Киев во всех концах запылал как огромный костер. Татары, увлеченные грабежом богатого города, с трудом вырвались из него и умчались вскачь.

Бату-хан в первый день остановился на ночлег близ небольшой церковки. Походная юрта монгольского повелителя была поставлена посреди церковного двора. Рядом с юртой на приколах стояли кони Бату-хана; среди них любимый белоснежный жеребец Сэтэр, укутанный попоной, стянутой красными шерстяными веревками. Кони неохотно ели жесткое сено, наваленное перед ними. Бату-хан не раз выходил из юрты, подкармливая собственноручно коней лепешками, и бранил нукеров за то, что те не сумели найти лучшего корма.

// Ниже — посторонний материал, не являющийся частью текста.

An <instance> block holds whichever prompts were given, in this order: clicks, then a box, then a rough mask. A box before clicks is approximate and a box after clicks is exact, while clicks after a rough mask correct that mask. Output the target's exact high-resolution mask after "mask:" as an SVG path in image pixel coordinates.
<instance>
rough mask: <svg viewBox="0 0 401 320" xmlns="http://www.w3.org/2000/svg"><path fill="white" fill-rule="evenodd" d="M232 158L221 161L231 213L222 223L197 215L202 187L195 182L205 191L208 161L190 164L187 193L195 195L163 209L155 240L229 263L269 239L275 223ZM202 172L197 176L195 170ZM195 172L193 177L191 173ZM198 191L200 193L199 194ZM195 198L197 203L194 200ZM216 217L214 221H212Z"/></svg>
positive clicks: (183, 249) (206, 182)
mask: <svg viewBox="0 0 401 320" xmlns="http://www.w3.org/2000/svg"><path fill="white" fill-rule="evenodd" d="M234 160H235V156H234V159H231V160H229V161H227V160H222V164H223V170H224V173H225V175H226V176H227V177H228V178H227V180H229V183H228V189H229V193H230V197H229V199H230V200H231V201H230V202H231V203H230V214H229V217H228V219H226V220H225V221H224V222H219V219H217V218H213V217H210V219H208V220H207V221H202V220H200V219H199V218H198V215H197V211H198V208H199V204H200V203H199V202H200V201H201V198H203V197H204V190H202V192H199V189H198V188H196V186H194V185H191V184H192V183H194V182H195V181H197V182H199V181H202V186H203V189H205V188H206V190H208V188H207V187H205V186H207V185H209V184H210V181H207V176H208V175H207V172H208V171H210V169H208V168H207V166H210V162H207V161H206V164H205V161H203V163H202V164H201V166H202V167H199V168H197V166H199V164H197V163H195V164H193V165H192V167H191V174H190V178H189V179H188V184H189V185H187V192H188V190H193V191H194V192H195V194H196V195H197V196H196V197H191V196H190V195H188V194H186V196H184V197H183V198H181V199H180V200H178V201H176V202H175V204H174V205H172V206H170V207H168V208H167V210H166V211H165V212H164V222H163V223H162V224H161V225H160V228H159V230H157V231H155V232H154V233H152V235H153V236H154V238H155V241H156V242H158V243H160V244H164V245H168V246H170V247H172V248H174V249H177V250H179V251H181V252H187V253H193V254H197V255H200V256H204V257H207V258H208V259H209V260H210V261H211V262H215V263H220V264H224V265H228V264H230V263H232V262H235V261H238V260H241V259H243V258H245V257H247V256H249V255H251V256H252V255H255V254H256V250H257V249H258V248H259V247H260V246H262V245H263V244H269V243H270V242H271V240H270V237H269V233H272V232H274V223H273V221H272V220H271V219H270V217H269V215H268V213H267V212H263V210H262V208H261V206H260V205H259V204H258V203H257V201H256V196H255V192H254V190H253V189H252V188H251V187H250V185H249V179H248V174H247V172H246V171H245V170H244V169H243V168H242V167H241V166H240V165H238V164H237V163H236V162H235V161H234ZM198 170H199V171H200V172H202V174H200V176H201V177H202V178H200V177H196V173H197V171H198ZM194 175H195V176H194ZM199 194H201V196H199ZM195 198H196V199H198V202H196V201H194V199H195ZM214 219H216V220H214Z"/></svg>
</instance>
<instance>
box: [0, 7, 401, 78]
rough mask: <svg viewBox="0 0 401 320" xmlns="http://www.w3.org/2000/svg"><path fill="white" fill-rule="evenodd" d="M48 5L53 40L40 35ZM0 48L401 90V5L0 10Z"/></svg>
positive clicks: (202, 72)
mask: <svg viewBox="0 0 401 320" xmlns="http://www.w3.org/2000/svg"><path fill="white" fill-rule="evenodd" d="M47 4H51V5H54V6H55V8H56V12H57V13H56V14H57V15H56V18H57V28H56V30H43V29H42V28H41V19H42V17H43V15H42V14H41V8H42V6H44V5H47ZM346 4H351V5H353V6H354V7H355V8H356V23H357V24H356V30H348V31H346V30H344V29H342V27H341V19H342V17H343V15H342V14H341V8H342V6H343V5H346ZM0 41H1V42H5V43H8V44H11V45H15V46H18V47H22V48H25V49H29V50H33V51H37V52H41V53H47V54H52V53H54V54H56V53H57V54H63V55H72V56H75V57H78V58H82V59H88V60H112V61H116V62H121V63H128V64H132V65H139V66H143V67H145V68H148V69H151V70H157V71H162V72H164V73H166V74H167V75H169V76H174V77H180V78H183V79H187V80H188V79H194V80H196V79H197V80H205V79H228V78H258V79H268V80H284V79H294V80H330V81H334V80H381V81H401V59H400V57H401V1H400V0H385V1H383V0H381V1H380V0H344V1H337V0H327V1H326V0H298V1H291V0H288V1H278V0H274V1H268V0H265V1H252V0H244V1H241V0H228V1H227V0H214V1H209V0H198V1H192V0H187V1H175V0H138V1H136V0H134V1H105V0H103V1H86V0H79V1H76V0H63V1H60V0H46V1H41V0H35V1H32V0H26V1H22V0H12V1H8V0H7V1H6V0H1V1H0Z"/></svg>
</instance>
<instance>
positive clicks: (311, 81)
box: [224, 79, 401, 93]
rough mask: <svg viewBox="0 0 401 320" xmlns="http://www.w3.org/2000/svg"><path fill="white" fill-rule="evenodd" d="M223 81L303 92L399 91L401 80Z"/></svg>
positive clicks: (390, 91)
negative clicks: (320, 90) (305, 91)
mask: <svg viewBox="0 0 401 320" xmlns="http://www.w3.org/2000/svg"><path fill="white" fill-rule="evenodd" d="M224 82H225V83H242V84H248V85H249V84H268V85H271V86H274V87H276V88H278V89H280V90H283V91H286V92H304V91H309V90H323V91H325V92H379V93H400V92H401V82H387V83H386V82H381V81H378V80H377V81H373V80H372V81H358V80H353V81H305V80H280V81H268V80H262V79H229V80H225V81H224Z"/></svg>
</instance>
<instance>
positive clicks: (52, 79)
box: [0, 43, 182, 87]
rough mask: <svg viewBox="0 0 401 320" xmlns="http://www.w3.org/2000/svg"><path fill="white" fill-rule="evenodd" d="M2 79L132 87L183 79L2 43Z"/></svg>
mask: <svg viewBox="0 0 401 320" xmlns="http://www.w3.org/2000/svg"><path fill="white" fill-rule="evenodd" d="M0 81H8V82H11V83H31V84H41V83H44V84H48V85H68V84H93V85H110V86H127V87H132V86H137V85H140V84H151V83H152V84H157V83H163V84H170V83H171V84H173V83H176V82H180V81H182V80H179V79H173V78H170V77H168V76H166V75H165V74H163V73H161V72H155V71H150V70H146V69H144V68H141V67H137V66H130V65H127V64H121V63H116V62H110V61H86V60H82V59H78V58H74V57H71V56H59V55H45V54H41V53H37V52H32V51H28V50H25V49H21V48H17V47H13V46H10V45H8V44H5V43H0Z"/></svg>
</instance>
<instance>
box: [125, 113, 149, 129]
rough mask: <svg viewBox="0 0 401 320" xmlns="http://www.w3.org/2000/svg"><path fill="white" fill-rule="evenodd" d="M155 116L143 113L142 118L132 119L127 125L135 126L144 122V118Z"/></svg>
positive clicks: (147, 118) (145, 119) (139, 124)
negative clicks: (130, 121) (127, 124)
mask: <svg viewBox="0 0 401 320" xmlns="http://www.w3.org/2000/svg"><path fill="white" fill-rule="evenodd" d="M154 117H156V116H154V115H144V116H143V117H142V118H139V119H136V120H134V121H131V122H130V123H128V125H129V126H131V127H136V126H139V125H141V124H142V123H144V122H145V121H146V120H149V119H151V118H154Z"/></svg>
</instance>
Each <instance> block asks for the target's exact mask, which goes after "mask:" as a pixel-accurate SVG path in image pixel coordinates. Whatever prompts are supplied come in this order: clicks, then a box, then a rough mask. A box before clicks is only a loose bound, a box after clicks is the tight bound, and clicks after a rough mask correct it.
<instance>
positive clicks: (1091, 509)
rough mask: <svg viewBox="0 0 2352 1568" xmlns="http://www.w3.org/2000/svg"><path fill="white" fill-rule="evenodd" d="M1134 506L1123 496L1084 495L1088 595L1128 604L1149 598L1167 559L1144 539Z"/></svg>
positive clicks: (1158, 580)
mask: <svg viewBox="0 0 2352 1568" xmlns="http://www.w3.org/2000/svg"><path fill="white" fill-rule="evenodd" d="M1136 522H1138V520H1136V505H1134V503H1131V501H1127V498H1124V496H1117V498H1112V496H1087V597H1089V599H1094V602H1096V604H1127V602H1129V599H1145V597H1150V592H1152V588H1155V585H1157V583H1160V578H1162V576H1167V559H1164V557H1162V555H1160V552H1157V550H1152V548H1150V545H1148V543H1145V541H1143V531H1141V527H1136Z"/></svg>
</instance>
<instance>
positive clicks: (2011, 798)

– Это не сено, а горе, и больше похоже на жесткую солому, которой упрямые урусы покрывают свои жилища.

Нукеры оправдывались:

– Все стога сена, бывшие поблизости, урусы подожгли, чтоб они нам не достались. Скорей бы уйти отсюда, туда, где земля не покрыта снегом и где мы найдем пастбища для наших коней. Здесь же наши кони худеют: им уже нечего есть.

Другие нукеры говорили между собой:

– Если стоять на месте, то это значит потерять наших дивных коней и самим вернуться обратно пешими. Не видать тогда нам больше родной юрты, наших исхудавших от голода и ожидания жен и не видать нам больше нашей новой столицы близ «золотого домика» на берегах многоводной реки Итиль.

Нукеры, посылаемые на разведку, возвращаясь, сперва являлись к Субудай-багатуру, который поместился внутри церкви вместе со своим старым иноходцем. Они рассказывали, что в урусов вселились злые мангусы: ни один не сдается, а все бьются до последнего дыхания.

Вечером Бату-хан призвал главных темников. Настроение было тревожное. Заговорил старый монгол, начальник разведки:

– Над русской землей лютует непогода, но еще больше на нашем пути лютует урусский народ, урусы не покорились. Они затаились, и этой тишине верить нельзя. Урусы нас подстерегают повсюду: на перекрестках дорог, в глубине оврагов или вылетая нежданно неизвестно откуда. Они рубят наших воинов и забирают их коней.

Темники говорили:

– Весь народ урусов воюет с нами. Если часть их земли нами и разгромлена, то все же урусы смирились только временно и грозят нам всякими бедами.

Бату-хан выслушивал темников и тысячников, говоривших то, что уже все знали. Он был молчалив, и его смуглое лицо казалось окаменевшим. Две думы неотвязно преследовали его: огромные потери лучшей части войска, погибшего при взятии Киева, и глухой ропот, начавшийся среди монголов, ожидавших большой добычи в прославленной богатством столице урусов, сгоревшей вместе со всеми своими сокровищами.